The masses and couplings of these two mesons are the primary parameters in the model. When the work was done initially only the omega mass was known so the other parameters were adjusted to yield agreement with the experimental binding energies, charge distributions, and single particle separation energies of these doubly magic nuclei. The single particle eigenvalues turned out to have the correct ordering needed to reproduce the known magic number sequences for neutron and proton shells. This was a result of the large spin-orbit interaction inherent in this combination of attractive and repulsive potentials. The nuclear potentials resulting from this empirical procedure can be roughly described as follows: the attractive (scalar) potential ($U_s(r)$) has a depth between 500-600 MeV while the repulsive (vector) potential ($U_0(r)$) has a height between 400-500 MeV. In a zeroth order non-relativistic approximation the nuclear potential would be the sum of these two ($U_s(r)+U_0(r)$, a well with a depth of 50-100 MeV).

So what negates the argument:

"At least the (attractive) Hartree-Potential in the Hartree-Fock Formalism grows linearly with nulceon density (which grows by $\frac{1}{V}$). This gain in $\frac{1}{V}$ would win over the (repulsive) increase in the kinetic energy under compression, which grows only by $V^{-\frac{2}{3}}$). Thus, the negative pressure caused by the increasing binding energy grows faster than the positive Fermi gas pressure due to the kinetic energy U. It is energetically advantageous to collapse."

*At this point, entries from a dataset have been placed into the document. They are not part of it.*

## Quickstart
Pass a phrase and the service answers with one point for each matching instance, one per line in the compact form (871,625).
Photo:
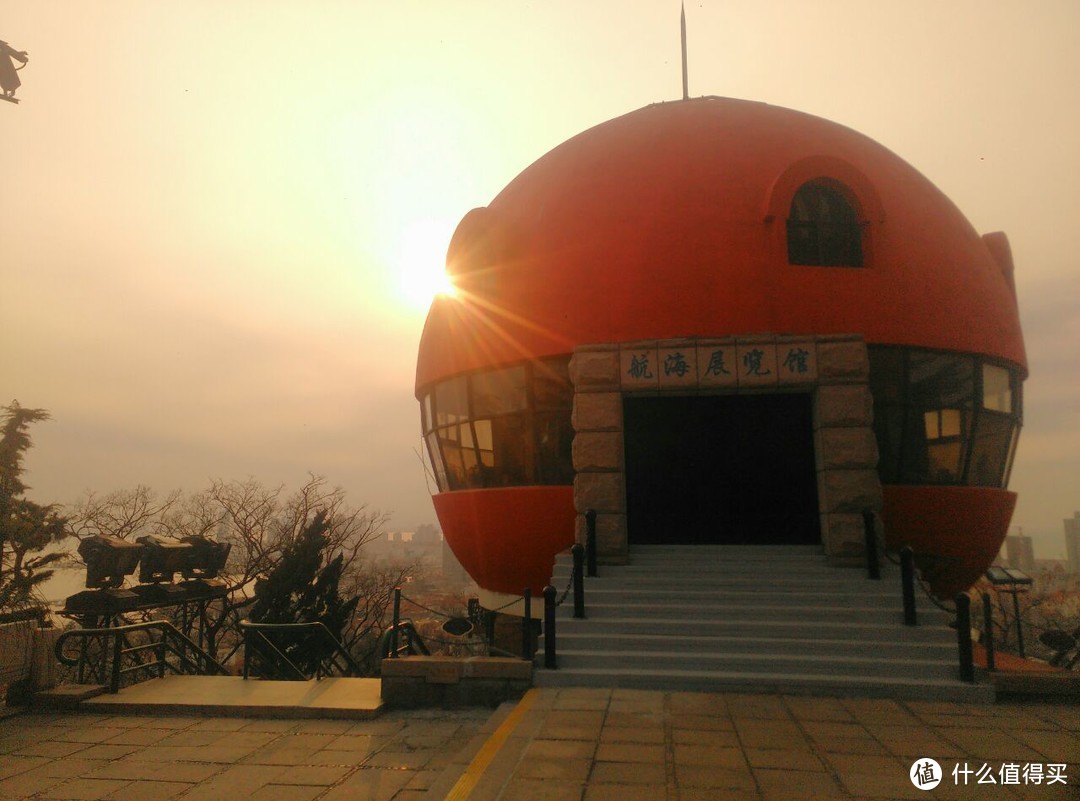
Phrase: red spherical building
(720,321)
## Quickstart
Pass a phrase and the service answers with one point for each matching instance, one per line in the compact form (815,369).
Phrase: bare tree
(123,513)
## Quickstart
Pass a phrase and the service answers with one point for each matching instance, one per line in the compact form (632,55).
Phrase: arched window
(823,228)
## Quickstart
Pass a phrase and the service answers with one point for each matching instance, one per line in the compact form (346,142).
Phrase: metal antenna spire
(686,90)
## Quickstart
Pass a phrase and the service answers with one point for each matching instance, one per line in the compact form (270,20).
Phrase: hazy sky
(220,222)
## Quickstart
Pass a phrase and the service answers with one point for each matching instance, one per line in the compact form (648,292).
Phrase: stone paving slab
(231,695)
(77,755)
(558,745)
(589,745)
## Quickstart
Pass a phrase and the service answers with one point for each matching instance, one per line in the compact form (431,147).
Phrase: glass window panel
(451,402)
(426,423)
(1012,455)
(469,461)
(943,462)
(513,460)
(451,457)
(997,389)
(483,429)
(551,384)
(939,380)
(499,392)
(929,457)
(989,451)
(436,461)
(949,422)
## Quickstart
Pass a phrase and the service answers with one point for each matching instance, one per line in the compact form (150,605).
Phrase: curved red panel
(966,525)
(670,221)
(507,538)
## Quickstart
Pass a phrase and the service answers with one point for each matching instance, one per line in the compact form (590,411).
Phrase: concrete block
(841,405)
(851,490)
(597,451)
(842,361)
(604,492)
(595,370)
(848,447)
(597,411)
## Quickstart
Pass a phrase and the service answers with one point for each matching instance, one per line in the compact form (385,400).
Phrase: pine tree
(26,528)
(301,588)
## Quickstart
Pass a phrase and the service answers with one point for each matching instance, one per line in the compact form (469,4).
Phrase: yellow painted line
(475,770)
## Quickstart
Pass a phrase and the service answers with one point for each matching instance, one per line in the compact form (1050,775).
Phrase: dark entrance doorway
(720,469)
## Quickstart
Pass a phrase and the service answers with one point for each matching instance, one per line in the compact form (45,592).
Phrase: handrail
(193,659)
(391,647)
(348,665)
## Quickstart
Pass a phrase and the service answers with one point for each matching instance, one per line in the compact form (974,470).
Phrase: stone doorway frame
(833,369)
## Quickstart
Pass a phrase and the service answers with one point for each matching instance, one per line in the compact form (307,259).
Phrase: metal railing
(402,637)
(123,655)
(921,569)
(270,648)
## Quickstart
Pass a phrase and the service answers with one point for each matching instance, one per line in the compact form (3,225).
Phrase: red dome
(670,221)
(673,221)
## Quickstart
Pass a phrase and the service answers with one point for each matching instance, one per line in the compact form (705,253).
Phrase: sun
(420,262)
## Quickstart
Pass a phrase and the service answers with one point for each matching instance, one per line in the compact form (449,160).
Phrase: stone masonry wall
(835,369)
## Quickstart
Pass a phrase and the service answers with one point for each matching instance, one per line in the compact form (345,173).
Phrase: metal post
(527,626)
(907,581)
(579,580)
(1020,628)
(591,542)
(869,530)
(549,627)
(963,637)
(117,648)
(396,619)
(988,632)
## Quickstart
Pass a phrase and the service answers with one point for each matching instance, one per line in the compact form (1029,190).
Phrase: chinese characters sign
(718,365)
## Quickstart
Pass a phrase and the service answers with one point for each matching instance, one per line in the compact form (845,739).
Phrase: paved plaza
(568,744)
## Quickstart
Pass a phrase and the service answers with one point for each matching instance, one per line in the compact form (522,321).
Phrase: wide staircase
(753,619)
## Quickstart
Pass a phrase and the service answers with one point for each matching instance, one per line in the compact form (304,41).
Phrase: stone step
(804,598)
(894,687)
(848,612)
(831,664)
(772,619)
(787,629)
(608,641)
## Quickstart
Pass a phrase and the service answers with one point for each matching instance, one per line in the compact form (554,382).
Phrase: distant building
(1020,553)
(1072,543)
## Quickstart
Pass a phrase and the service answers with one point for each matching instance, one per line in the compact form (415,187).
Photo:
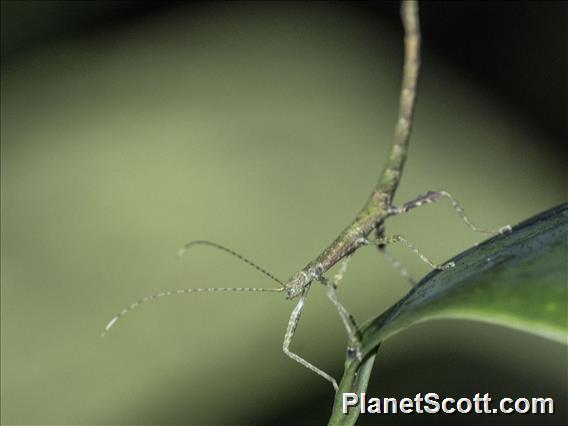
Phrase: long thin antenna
(180,253)
(186,247)
(183,291)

and prevents collapse (even in finite nuclei as well as neutron stars)? The answer comes from studying the nucleon densities that are folded with Yukawa functions to yield the scalar ($U_s$) and vector ($U_0$) potentials. The vector nucleon density is the same as the probability density so the above argument applies, except that the vector potential is repusive, not attractive. The scalar density, on the other hand, differs from the probability density (the square of the small component of the radial wave function is subtracted from the square of the large component ($F^2-G^2$) rather than added ($F^2+G^2$) in the case of the vector density. This means that if the nucleon density is squeezed beyond the normal equilibrium value, the repulsive potential indeed grows but the attractive scalar potential will not grow as much since the squeezing will also enhance the size of the small component ($G$) relative to the large component ($F$) ($G$ is the order of $\frac{v}{c}$ compared to F). This is the heart of the nuclear saturation mechanism in this approach. It is more a subtle relativistic effect that enhances the repulsive omega meson exchange relative to the attractive sigma meson exchange as the nucleon density increases. In the end a very stiff EOS results.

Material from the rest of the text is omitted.